Posted: Tue Apr 12, 2011 8:28 am
by wired
http://theboard.byu.edu/questions/62770/

Great job to Sky Bones' husband on this answer. I consider myself pretty savvy when it comes to health and exercise (by no means a professional, but a lay person with good knowledge.) I learned a TON in this answer. I had a follow up question if Sky Bones can ask: what is the fifth phase and does he have a link to any 30-60 minute routines over a seasonal period (4-6 months?)

Re: Work Out Routines

Posted: Tue Apr 12, 2011 12:06 pm
by Sky Bones
This is Sky Bones' husband (I don't have my own alias). Thanks, that's nice of you to say! The fifth phase is Power training and it doesn't play much of a role in fat loss so I didn't talk about it in the answer. Power is the greatest amount of force produced in the shortest amount of time and it is especially important for athletes. For example, throwing a fastball in baseball, kicking a 50 yard field goal in football, high jump, etc etc. It differs from strength in that one can have a very high level of strength but not a high level of power. For example, a strength competitor may be able to bench press 650 pounds but he can't throw a baseball 75 mph; whereas a pitcher can only bench press 250 pounds but he can throw a baseball 93 mph. The baseball player has higher throwing power and the strength competitor has higher lifting strength. In order to exercise power you have to lower the weight and increase the speed of muscle contraction. For example, doing a chest pass as explosively as possible with an 8 pound medicine ball. Power training is level five because in order to produce an increase in power, adequate stabilization, strength, and maximal muscle fiber recruitment must already be established. I recommend when doing power training to superset a high level strength exercise with a power exercise with similar joint mechanics. For example, a high weight bench press followed immediately with a medicine ball chest pass.
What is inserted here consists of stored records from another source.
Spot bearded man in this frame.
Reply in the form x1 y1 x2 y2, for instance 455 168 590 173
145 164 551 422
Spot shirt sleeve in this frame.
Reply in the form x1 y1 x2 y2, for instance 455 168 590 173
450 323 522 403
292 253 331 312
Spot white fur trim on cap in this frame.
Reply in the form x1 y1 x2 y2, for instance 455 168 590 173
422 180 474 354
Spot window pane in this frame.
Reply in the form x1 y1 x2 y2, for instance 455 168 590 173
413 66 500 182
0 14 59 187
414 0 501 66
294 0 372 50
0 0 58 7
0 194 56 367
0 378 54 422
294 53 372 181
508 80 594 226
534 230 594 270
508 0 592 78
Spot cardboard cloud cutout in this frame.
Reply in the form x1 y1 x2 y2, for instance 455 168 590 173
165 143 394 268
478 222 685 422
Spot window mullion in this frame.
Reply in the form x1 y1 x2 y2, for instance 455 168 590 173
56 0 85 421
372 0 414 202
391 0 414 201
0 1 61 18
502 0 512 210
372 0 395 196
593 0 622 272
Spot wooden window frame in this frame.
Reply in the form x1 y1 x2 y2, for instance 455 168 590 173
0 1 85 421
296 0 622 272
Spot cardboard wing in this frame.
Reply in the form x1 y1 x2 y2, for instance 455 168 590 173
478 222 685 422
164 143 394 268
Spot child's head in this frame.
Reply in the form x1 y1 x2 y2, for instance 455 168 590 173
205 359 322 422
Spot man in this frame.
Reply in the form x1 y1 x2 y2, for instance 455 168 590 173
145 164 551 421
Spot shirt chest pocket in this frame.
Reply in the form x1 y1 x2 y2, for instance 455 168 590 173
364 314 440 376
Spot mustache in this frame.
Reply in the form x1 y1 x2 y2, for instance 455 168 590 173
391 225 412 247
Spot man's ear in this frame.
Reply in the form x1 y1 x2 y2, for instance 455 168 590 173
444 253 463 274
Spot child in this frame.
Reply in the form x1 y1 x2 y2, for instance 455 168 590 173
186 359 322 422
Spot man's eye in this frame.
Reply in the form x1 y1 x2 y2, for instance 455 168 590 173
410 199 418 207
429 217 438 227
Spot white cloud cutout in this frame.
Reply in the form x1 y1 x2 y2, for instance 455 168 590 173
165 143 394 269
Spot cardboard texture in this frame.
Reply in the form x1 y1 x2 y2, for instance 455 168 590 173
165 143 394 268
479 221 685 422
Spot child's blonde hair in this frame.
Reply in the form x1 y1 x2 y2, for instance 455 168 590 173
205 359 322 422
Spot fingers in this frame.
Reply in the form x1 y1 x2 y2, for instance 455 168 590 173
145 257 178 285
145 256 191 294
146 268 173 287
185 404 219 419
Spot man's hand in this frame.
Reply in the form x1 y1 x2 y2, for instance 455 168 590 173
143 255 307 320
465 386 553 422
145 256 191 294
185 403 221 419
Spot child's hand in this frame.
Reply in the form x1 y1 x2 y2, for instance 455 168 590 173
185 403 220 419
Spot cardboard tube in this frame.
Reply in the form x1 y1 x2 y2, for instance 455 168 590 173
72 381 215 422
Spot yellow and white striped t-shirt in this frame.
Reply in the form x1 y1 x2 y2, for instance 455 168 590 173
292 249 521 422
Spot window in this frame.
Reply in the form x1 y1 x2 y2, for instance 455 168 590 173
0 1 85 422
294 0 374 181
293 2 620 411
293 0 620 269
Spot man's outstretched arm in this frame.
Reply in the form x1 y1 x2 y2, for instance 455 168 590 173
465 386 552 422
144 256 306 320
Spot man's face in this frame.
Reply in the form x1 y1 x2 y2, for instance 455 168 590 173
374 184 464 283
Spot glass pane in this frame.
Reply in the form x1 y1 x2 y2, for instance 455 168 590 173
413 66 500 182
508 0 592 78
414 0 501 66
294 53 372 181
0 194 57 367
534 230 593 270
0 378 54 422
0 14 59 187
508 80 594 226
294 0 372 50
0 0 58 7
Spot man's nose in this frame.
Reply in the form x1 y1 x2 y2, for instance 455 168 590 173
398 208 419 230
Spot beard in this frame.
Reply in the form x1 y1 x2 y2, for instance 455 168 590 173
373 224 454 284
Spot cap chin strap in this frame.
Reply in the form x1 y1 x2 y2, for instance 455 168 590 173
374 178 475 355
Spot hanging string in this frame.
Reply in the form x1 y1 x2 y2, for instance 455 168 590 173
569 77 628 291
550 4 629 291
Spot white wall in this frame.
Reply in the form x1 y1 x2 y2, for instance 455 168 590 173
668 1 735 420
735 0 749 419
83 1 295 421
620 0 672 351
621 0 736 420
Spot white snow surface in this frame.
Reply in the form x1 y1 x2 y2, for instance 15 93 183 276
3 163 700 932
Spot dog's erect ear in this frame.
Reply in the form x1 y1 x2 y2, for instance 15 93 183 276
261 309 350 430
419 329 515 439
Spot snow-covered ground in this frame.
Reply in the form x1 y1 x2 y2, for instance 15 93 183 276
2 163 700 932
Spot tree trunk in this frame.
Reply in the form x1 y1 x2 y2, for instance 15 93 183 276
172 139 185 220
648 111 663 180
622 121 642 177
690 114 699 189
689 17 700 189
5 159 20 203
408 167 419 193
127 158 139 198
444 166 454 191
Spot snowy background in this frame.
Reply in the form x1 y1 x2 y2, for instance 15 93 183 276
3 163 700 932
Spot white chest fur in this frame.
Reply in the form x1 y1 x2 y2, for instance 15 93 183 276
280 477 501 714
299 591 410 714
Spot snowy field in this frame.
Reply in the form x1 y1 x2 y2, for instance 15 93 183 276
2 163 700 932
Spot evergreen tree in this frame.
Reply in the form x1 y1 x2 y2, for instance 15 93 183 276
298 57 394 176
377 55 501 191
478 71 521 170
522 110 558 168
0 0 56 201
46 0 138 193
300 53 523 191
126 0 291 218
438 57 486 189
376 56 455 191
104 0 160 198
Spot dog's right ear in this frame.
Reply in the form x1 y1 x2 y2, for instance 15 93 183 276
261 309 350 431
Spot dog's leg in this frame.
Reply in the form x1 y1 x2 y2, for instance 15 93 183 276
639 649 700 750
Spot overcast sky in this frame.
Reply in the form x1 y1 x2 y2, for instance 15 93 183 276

Sorry, I don't know of any links to free season workout programs. Youtube has a plethora of short random "check out my awesome exercise" videos but what you are asking for is just too valuable to be on youtube. Take what I have explained with the five phases of exercise and decide what your goals are and what phases are most appropriate for your goals and create your own routine. If you have any further questions, or if you really want to maximize your experience, I highly recommend getting a personal trainer, at least for a few months. I know it's expensive but if you pay careful attention to what they teach you then you will be able to take care of yourself for the rest of your life. Good luck!

Re: Work Out Routines

Posted: Tue Apr 12, 2011 3:34 pm
by Katya
I skipped over this answer when I first saw it the Board (because it was long) until wired's comment made me go back and read it and I'm so glad I did! It was very interesting and I will definitely incorporate stabilization training into my weight lifting routine, in the future.